*(I've posted this question earlier to [MSE][1] but did not receive answers, so I'll try it here. I also condensed the wording, hopefully not too much)*        


Let     
$\displaystyle \small \qquad  f_w = (2-1)(3-1)(5-1)\ldots(p_w-1) \qquad = \prod_{k=1}^w  (prime(k)-1) $      
or in general with a natural number for the exponent *n*      
$\displaystyle \small (1) \qquad f_w(n) = (2^n-1)(3^n-1)(5^n-1)\ldots(p_w^n-1) \qquad = \prod_{k=1}^w  (prime(k)^n-1) $    
with *w* going to infinity.     

Then let's denote the canonical primefactorization of that product     
$\displaystyle \small (2) \qquad f_w(n) = 2^{a_{n,1}} \cdot 3^{a_{n,2}} \cdot 5^{a_{n,3}} \cdot \ldots \cdot q_k^{a_{n,k}} \cdot \ldots $       
using *q* for the primefactors here to avoid confusion between the two representations.

I am interested, whether there is an analytical expression for the relative frequencies      
$\small (3) \qquad r_w(n,k) = a_{n,k} / w $    
in the limit in the latter expression.      

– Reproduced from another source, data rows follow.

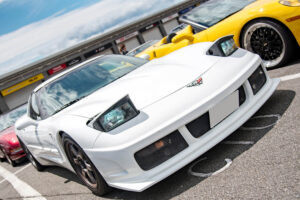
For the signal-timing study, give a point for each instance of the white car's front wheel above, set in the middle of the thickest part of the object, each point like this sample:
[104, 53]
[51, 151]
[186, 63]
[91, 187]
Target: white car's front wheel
[270, 40]
[83, 167]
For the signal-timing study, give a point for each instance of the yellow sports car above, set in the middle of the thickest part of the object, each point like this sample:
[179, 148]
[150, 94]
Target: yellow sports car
[270, 28]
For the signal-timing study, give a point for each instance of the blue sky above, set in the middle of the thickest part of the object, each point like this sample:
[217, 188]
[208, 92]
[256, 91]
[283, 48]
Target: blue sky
[34, 29]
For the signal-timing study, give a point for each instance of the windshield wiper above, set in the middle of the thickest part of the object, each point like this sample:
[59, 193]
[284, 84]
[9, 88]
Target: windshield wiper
[68, 104]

Empirically (using the first *600000* primes in formula (1)) I found approximations to rational values for the relative frequencies of the first few primefactors *q* in formula (2) giving a somehow meaningful table, where, after scaling near to integers, for small primes *q* the error was in the near of *1/1000* . However, I cannot determine, whether the deviations from my estimated analytical formula are random and are vanishing in the limit or  whether they keep a bias. Especially the primefactor *q=2* in the formula (2) seems to have a nonrandom bias which might survive in the limit.      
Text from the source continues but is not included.